In a clear sign Saudi Arabia is making hay while the Washington sun continues to shine on it, Riyadh says it will not award any more contracts to German companies because of that country’s pro-Iran stance.
This is a reference to Berlin’s continual support for the Iran nuclear deal which US President Donald Trump has condemned and no longer recognises.
While all parties to the 2015 Joint Comprehensive Plan of Action (JCPOA), which as well as Germany and the US, included China, Russia, France, the United Kingdom and the European Union, were united in its support, Saudi Arabia fumed in silence.
But with the US outside the deal and ready to reimpose stringent sanctions on Iran, Saudi feels it can play the Middle East strongman card confident in receiving applause from the White House.
This was born out by comments from Saudi Crown Prince Mohammed bin Salman who does most of the talking for his country these days.
Bin Salman said he has been deeply offended by the German Government — a complaint which seems to have stemmed from German Foreign Minister Sigmar Gabriel’s description of Saudi meddling in Lebanon last year as “adventurism”.
Saudi Arabia is a significant trade partner for Germany, accounting for exports worth more than $A10 billion in 2017, and the move to shut it out can only be interpreted as a turning of the screws by Washington’s staunch ally in an attempt to kill off the JCPOA for good.
However, a closer look at the realities facing Riyadh suggest bin Salman is playing a dangerous game.
Internally he is the driving force behind Vision 2030, a long-term plan to wean the country off its dependency on oil revenues and bring the conservative autocratic kingdom into the 21st century.
One of his poster policies is a decree to end the ban on women driving their own cars which he has been portrayed as a first step in attracting more females into the workforce.
The Crown Prince has also reigned in the power of the country’s religious police, allowed cinemas to open and promising a more “modern, moderate” form if Islam.
None of this has endeared him to the country’s clerics who follow the strict branch of Sunni Islam known as Wahhabism, and there are persistent rumours that a lightly reported incident of gunfire near the royal palace in April was actually an abortive coup.

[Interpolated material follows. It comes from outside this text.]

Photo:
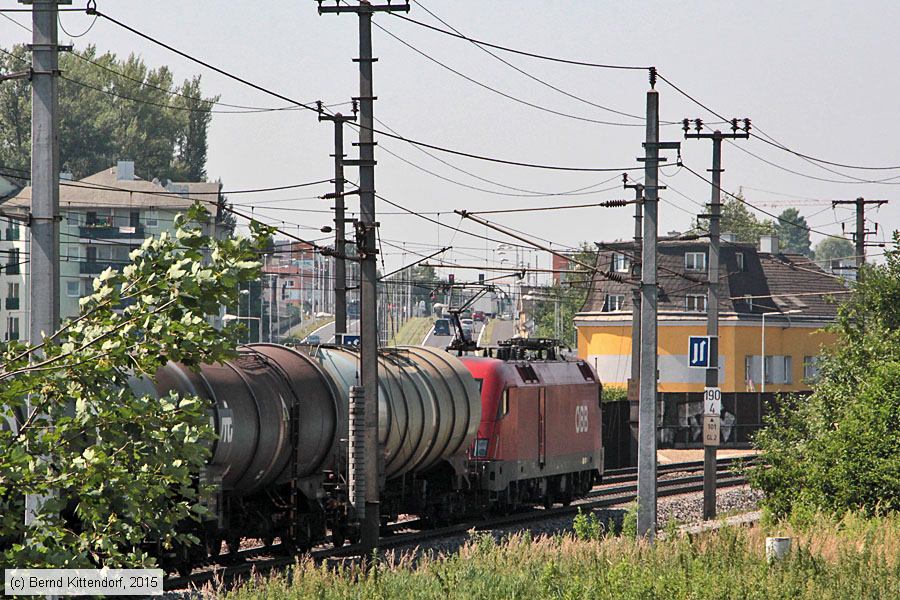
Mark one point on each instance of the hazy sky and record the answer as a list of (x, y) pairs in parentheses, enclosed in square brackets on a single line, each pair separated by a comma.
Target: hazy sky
[(817, 76)]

The country’s failed attempt to prop up rebel groups in Syria, and its mismanaged campaign to restore an ally to power in Yemen has damaged the country’s image as a military power capable of being an effective block to the rise of Iran in the Middle East.
As Emile Hokayem, of the International Institute of Strategic Studies stated in a recent article in the New York Times, who prevails in the rivalry between Tehran and Riyadh will come down to capacity and competence.
“Iran has the networks, expertise, experience and strategic patience to fight and win proxy wars at low cost with plenty of disingenuous deniability. The Saudis simply don’t, which is why seeking to beat the Iranians at this game is dangerous and costly,” Hokayem writes.